Water Under The Bridge
‘I have that friend back’: Sergio Garcia and Rory McIlroy’s feud is over
The framework agreement set to end professional golf’s civil war was five pages long and full of legal parlance when it was revealed Monday. But two weeks ago, at the U.S. Open, an agreement to end the fallout between two players, Rory McIlroy and LIV Golf's Sergio Garcia, was established via a simple text message and a good old handshake.
McIlroy and Garcia, the 2017 Masters winner who left the PGA Tour in controversy last summer, endured a bitter feud that played out in public on several occasions. That included Garcia lamenting, in February during LIV’s Mayakoba event, the fact that his once-strong friendship with McIlroy had broken down “because I decided to go to a different tour” while describing McIlroy as “lacking maturity.” Last fall, the Northern Irishman said he had deleted Garcia’s number after Garcia had messaged him during the 2022 Canadian Open “basically telling me to shut up about LIV.”

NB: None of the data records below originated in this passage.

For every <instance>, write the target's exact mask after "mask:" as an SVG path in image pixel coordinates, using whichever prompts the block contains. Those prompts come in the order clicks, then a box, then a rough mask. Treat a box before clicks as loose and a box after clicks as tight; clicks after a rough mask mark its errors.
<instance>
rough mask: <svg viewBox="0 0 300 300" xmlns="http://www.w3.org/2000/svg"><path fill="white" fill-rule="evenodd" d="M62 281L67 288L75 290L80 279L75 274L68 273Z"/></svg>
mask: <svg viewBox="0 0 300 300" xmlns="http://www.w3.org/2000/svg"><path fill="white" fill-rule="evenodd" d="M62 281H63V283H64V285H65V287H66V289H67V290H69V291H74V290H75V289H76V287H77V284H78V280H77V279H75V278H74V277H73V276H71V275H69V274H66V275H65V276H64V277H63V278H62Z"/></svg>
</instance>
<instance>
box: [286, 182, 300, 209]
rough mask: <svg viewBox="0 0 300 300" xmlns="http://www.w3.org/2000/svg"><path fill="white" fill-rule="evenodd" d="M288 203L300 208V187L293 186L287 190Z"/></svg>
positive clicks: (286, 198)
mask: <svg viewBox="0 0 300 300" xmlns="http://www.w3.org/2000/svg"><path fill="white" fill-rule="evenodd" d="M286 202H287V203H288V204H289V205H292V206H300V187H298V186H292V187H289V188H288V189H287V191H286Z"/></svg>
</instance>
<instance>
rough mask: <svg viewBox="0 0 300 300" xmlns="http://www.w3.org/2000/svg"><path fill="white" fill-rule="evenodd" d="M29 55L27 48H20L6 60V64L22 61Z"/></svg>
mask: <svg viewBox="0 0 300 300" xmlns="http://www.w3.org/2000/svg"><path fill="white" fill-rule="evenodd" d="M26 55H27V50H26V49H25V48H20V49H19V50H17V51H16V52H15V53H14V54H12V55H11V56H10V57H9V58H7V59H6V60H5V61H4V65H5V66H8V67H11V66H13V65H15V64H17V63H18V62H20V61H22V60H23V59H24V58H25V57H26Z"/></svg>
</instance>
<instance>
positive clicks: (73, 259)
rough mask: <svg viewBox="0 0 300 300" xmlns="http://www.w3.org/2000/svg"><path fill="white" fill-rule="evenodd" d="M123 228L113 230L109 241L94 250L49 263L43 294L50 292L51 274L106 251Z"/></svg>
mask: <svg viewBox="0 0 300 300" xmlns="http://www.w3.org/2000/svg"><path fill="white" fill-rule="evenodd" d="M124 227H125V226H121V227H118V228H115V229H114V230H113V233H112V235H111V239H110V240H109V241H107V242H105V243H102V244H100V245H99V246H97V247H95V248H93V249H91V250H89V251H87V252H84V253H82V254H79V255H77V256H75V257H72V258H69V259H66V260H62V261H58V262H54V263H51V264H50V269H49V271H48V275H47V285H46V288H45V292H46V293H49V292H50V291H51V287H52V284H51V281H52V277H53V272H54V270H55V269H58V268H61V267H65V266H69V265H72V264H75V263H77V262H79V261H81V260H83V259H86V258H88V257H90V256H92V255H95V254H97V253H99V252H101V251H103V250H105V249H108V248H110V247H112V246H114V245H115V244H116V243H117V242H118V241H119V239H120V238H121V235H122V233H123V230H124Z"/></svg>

But with the PGA Tour and DP World Tour entering into a partnership with Saudi Arabia’s Public Investment Fund, which finances LIV, the former Ryder Cup teammates decided to bury the hatchet. At Los Angeles Country Club, four-time major winner McIlroy reached out to Garcia’s wife, Angela.
“Angela and Rory said ‘hi’ to each other at the U.S. Open,” Garcia, 43, said. “And there was a nice text from Rory to her. That kind of gave me the go-ahead to reach out to him.
“I had been thinking about it for a while, but I wasn’t totally sure about it. And when I saw that reaction from him, he kind of gave me the go-ahead to get closer. We had a great chat. It was two friends that wanted to get back to that spot. That’s the most important thing.”
Garcia went through 36-hole qualifying for this month’s U.S. Open because his Official World Golf Ranking had plummeted due to his new tour not offering points for its 54-hole, no-cut tournaments. At LACC, the former 11-time PGA Tour winner finished T-27. But Garcia still enjoyed the week in California given he was able to reconnect with McIlroy.
“The U.S. Open was a great event for me,” Garcia said. “I finished 27th. Not only because of that, I feel like I played well. But more than anything because I gained a friend back, a friend I felt like I lost in the last year or so. We talked and we had a great conversation, and I feel like I have that friend back, and that to me means a lot. That’s a very positive thing.”
It's unlikely, however, that Garcia will join McIlroy on the European Ryder Cup team later this year. The DP World Tour runs the European team and Garcia has not paid a £100,000 fine for playing on LIV events in 2022 while also resigning his membership. While he may come to a compromise with the DP World Tour in future, it is already too late for September’s Cup.